Of course, I can go out and try to map those symbols from biomart to the symbols from org.db, but this is not as it should be, right?

Both, biomart and org.db are up to date (2.38 and 3.7)

modified 6 months ago by James W. MacDonald50k • written 6 months ago by bettina.budeus0
1
6 months ago by
United States
James W. MacDonald50k wrote:

Anytime you try to map between the annotation services, you will run into literally thousands of things that don't make sense to you. If you add up all the Ensembl IDs that map to NCBI Gene IDs, you will be disappointed because it's somewhere around 50%. And similarly if you go the other way.

Anyway, if you go to the Ensembl website for this gene, you will find that they do say that 3507 matches. But if you use the Biomart server, or the EnsDb that Johannes Rainer makes for Bioconductor, you see that they maybe don't think there is a matching Gene ID:

> select(ensdb, "ENSG00000211899", "ENTREZID", "GENEID")
GENEID ENTREZID
1 ENSG00000211899       NA

And if you go to the NCBI website you will find that under 'See related' there is no Ensembl ID listed there. And if you query the NCBI data that we get from them, they say the gene is maybe on chr14, but otherwise maybe not?

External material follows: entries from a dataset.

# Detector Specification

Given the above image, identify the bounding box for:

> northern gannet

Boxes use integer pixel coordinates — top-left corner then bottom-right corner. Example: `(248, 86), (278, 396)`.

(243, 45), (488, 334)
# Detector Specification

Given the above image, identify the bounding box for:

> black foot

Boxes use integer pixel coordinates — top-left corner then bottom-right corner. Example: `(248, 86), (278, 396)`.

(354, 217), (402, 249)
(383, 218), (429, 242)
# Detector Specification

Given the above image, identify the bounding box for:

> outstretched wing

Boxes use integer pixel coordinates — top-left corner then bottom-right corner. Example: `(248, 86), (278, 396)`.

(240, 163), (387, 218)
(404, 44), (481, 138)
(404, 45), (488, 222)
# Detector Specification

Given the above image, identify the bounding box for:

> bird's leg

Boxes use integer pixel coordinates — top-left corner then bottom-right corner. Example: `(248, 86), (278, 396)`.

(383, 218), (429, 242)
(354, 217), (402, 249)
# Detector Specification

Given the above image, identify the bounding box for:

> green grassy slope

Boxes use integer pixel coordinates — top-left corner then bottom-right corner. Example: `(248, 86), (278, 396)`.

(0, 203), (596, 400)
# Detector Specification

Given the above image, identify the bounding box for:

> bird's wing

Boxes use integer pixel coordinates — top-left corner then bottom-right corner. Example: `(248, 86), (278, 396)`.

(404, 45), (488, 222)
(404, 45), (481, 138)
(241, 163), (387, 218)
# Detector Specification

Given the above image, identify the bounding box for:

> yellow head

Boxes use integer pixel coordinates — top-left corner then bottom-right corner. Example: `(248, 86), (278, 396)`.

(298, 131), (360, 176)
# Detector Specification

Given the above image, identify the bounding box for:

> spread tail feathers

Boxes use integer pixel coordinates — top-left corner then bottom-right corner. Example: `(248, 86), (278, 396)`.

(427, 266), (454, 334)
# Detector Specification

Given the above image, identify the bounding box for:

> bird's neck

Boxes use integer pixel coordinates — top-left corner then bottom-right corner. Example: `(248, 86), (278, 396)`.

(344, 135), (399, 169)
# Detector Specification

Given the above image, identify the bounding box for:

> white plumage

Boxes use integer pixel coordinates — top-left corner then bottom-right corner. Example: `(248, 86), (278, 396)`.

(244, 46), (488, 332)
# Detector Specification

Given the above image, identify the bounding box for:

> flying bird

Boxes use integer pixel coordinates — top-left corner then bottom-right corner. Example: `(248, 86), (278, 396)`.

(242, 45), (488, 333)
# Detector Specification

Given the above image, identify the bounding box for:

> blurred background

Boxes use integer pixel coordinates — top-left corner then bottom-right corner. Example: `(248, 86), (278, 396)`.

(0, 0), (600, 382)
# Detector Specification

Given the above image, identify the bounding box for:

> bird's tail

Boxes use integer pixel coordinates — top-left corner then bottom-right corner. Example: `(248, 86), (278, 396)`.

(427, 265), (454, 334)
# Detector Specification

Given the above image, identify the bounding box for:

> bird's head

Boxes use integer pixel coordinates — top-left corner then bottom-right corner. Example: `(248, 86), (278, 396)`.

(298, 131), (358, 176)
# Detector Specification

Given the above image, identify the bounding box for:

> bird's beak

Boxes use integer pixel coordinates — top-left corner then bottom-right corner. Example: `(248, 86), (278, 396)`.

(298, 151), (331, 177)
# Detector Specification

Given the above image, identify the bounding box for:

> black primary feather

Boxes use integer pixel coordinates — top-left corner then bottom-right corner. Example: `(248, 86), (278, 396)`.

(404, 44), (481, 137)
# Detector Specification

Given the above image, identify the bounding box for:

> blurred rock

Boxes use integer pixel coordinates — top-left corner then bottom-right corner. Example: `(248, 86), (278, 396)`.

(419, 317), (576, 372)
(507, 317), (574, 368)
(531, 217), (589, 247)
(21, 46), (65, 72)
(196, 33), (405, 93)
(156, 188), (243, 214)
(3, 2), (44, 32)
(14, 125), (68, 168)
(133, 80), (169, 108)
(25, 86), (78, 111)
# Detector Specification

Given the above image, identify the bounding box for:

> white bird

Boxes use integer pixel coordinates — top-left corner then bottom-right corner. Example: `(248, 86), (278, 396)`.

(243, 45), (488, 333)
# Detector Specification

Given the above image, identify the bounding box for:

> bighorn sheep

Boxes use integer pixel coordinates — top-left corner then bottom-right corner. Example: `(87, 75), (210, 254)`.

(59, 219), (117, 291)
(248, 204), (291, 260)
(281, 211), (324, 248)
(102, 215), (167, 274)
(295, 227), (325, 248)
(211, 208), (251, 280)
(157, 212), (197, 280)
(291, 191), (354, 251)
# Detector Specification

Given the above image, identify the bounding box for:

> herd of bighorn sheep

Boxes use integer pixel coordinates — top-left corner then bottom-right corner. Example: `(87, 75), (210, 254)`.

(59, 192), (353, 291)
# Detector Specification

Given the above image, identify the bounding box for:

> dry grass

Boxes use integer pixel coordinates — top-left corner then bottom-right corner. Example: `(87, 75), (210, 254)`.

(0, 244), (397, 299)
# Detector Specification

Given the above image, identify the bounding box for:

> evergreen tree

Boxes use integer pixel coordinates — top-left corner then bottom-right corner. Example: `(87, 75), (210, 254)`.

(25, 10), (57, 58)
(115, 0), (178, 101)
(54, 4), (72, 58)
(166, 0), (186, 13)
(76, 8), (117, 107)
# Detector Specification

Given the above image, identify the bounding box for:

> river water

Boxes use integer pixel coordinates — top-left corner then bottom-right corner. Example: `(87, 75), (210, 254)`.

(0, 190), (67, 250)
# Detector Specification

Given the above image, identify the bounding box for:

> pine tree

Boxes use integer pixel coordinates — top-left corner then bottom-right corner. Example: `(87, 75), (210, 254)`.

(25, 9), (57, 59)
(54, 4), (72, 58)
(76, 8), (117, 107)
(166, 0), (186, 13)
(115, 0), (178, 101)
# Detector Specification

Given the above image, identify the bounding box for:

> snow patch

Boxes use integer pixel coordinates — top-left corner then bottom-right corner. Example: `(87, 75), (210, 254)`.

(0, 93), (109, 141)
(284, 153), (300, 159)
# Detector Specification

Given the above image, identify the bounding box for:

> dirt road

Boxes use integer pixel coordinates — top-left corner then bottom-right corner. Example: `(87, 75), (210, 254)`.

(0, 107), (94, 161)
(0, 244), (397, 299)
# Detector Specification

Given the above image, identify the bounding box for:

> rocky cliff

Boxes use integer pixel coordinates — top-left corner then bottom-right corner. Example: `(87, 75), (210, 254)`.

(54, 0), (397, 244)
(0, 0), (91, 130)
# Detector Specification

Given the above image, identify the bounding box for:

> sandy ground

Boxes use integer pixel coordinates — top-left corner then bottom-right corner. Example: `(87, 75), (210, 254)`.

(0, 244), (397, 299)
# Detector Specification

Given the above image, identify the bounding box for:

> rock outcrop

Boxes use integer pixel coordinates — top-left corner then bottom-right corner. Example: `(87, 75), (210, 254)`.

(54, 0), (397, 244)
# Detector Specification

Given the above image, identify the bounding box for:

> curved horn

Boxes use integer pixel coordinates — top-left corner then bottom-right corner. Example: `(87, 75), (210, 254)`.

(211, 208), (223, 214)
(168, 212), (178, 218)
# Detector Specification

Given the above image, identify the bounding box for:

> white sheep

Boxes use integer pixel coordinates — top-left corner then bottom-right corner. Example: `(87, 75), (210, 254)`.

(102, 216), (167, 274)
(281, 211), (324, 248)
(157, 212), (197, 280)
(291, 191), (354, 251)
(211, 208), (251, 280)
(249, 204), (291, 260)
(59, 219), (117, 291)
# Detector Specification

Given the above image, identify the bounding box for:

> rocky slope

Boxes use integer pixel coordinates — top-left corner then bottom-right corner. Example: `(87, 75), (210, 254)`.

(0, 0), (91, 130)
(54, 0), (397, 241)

> select(org.Hs.eg.db, "3507", c("CHR","CHRLOC"))
'select()' returned 1:1 mapping between keys and columns
ENTREZID CHR CHRLOC CHRLOCCHR
1     3507  14     NA      <NA>

> select(Homo.sapiens, "3507", c("CDSCHROM","CDSSTART","CDSEND"), "ENTREZID")
'select()' returned 1:1 mapping between keys and columns
ENTREZID CDSCHROM CDSSTART CDSEND
1     3507     <NA>       NA     NA

> select(Homo.sapiens, "3507", c("TXCHROM","TXSTART","TXEND"), "ENTREZID")
'select()' returned 1:1 mapping between keys and columns
ENTREZID TXCHROM TXSTART TXEND
1     3507    <NA>      NA    NA

Which is a roundabout way to say that mapping genes to the genome and annotating them is not a trivial task, and then trying to say which genes one group has annotated are 'the same' as the genes you have annotated requires you to define what 'the same' means, and usually that requires pretty inflexible rules that result in fewer cross-service mappings than an uninformed observer might think there should be.